Virginia Mason Franciscan Health screening mammography (2D FFDM) quality-improvement dataset
2025-12-05https://doi.org/10.1148/atlas.1764971233144
92
Overview
Schema Version
https://atlas.rsna.org/schemas/2025-11/dataset.json
Name
Virginia Mason Franciscan Health screening mammography (2D FFDM) quality-improvement dataset
Link
https://www.ncbi.nlm.nih.gov/pmc/articles/PMC10698591/
Indexing
Keywords: mammography, screening, image quality, breast positioning, compression pressure, technical repeat, technical recall, EQUIP, MQSA, Volpara Analytics
Content: BR, SQ, IN
RadLex: RID10569, RID49614, RID45974, RID28816, RID28657, RID14, RID10357
Author(s)
Peter R. Eby
Linda M. Martis
Jeremy T. Paluch
Janice J. Pak
Ariane H. L. Chan
Organization(s)
Virginia Mason Franciscan Health
Volpara Health Technologies
Funding
Authors declared no funding for this work.
Ethical review
Institutional review determined this retrospective analysis satisfied Quality Improvement Project requirements and did not constitute human subjects research; IRB waiver granted.
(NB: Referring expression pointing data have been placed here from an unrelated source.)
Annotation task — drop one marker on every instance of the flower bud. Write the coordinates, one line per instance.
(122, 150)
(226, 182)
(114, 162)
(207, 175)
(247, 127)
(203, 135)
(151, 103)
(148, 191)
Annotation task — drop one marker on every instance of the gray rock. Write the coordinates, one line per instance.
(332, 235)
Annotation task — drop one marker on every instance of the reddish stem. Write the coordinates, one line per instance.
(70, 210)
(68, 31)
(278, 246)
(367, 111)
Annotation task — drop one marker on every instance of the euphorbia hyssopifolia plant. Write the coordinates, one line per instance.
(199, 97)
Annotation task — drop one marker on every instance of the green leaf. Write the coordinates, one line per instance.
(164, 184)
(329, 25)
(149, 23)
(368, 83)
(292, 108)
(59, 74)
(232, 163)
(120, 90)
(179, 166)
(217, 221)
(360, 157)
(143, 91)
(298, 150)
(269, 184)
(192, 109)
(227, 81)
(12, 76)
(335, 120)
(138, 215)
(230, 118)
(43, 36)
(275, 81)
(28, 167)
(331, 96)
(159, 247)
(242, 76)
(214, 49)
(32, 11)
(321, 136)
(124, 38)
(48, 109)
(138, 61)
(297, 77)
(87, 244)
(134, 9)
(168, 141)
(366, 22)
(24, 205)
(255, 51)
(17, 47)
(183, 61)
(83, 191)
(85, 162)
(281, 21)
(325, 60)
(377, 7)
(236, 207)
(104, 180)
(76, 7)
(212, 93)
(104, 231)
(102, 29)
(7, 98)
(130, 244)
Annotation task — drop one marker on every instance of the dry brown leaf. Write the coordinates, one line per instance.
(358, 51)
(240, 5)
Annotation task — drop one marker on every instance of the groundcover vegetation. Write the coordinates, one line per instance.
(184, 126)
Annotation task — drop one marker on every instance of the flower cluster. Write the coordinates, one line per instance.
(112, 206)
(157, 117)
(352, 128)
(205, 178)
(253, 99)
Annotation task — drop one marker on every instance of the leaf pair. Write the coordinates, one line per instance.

AI software data considered de-identified via expert determination under HIPAA.
Comments
Retrospective institutional dataset used to assess impact of AI software (Volpara Analytics) on image quality metrics and technical repeat/recall rates across nine mammography facilities.
Date
Published: 2023-10-25
References
[1] Eby PR, Martis LM, Paluch JT, Pak JJ, Chan AHL. "Impact of Artificial Intelligence–driven Quality Improvement Software on Mammography Technical Repeat and Recall Rates". Radiology: Artificial Intelligence. 2023-11-01. doi:10.1148/ryai.230038. PMID: 38074792. PMCID: PMC10698591.
Dataset
Motivation
Assess whether AI software implementation improved objectively measured image quality and reduced technical repeats/recalls.
Sampling
Full-field 2D screening examinations from April 2019 to March 2022 across nine facilities; diagnostic, synthetic, tomosynthesis, and implant examinations excluded.
Partitioning scheme
Authors defined datasets 1A/2A (full range), 1B/2B (baseline vs current periods, excluding middle year), and 1C/2C (common technologists) for analysis.
Missing information
Some images lacked IQ and/or breast composition metrics due to algorithm sanity check failures or incorrect/missing DICOM header information; treated as missing.
Relationships between instances
Images are grouped within examinations; examinations acquired by specific technologists across nine facilities; IQ metrics computed per image and aggregated per technologist/time period.
External data
No external datasets; data derived from institutional clinical systems (Centricity) and AI software (Volpara Analytics).
Confidentiality
AI software data considered de-identified via expert determination under HIPAA.
Re-identification
Data de-identified via expert determination; no patient-identifying information reported.
Sensitive data
Breast imaging data; de-identified per HIPAA expert determination.